Regrettably, this is not the end of the story. We have been advised by SBA representatives on multiple occasions that any default on the part of the EIDL borrower will be reported as a delinquency on the credit report of the person who completed the application on the borrower’s behalf.
As discussed above, this could be a mere employee of the borrower who was instructed by their supervisor to apply for EIDL financing. In such case, the person would have very limited (if any) control over the borrower to ensure continued compliance with the EIDL loan documents and payment obligations thereunder. Given the 30-year maturities for EIDL loans, the individual completing the application will in many cases be years removed from any affiliation with the borrower when the default occurs.
We struggle to understand the SBA’s rationale for a policy that penalizes the credit of a non-obligor in the event of a default by the borrower. This policy may make sense in the context of an owner of the borrower or a guarantor of the borrower’s obligations who completes the EIDL application. However, we submit that it does not make sense in the context of a mere agent completing the application on behalf of the borrower.
In contrast to the modest credit impairment that results upon submission of the EIDL application — which we find arbitrary but at least fully disclosed in the EIDL application — the reported delinquency upon default does not appear to be authorized or disclosed anywhere in the EIDL loan application or final loan documentation.
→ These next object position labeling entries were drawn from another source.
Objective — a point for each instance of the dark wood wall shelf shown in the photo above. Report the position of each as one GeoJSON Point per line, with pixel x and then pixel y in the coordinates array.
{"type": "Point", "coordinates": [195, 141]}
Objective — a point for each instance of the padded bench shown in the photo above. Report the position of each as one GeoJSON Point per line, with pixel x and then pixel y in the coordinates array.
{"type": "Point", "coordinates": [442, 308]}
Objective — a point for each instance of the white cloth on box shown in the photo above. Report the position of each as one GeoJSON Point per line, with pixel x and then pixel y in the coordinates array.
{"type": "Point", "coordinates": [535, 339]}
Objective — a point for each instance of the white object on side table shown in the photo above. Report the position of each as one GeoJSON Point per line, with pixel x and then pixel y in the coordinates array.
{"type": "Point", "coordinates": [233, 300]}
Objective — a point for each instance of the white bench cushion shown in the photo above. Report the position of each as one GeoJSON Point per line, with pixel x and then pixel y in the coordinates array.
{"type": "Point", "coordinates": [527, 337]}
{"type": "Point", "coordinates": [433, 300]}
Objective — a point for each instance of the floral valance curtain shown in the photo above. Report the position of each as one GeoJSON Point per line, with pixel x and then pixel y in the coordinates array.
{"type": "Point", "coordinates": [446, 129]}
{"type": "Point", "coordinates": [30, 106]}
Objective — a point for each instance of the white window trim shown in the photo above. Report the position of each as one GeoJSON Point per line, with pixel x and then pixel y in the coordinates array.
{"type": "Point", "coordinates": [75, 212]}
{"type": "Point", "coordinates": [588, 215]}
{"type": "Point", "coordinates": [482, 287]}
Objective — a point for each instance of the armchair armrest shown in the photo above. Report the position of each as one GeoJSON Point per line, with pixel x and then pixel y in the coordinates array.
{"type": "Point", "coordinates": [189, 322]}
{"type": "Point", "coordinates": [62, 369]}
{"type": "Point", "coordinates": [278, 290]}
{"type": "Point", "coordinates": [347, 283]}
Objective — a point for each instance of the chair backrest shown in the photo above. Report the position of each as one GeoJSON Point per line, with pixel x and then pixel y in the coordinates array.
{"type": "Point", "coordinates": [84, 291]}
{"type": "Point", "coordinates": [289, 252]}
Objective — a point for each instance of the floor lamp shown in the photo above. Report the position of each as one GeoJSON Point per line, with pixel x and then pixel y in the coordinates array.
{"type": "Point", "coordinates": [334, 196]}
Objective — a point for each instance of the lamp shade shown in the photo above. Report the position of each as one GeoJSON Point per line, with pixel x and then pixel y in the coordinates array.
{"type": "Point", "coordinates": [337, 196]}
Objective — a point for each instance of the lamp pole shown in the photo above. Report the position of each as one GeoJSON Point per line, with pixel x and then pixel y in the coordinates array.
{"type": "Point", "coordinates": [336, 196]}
Despite our requests, SBA representatives have been unwilling or unable to explain or justify this policy. It is possible that it is motivated in part by the collection requirements set forth in 31 U.S.C. § 3711(g), which include reporting delinquencies to credit reporting bureaus. Even if this is the case, reporting a delinquency on a non-obligor’s credit strikes us as both coercive and ineffective, where the non-obligor has no ability to control the borrower. We are hopeful that it is only a matter of time before the SBA corrects this policy — or is forced to do so by a court.
Relatedly, query whether this will result in the borrower’s liability to an employee for asking such agent to apply for the EIDL financing and incur the credit impairment, both upon submitting the application and in the event of a subsequent borrower default.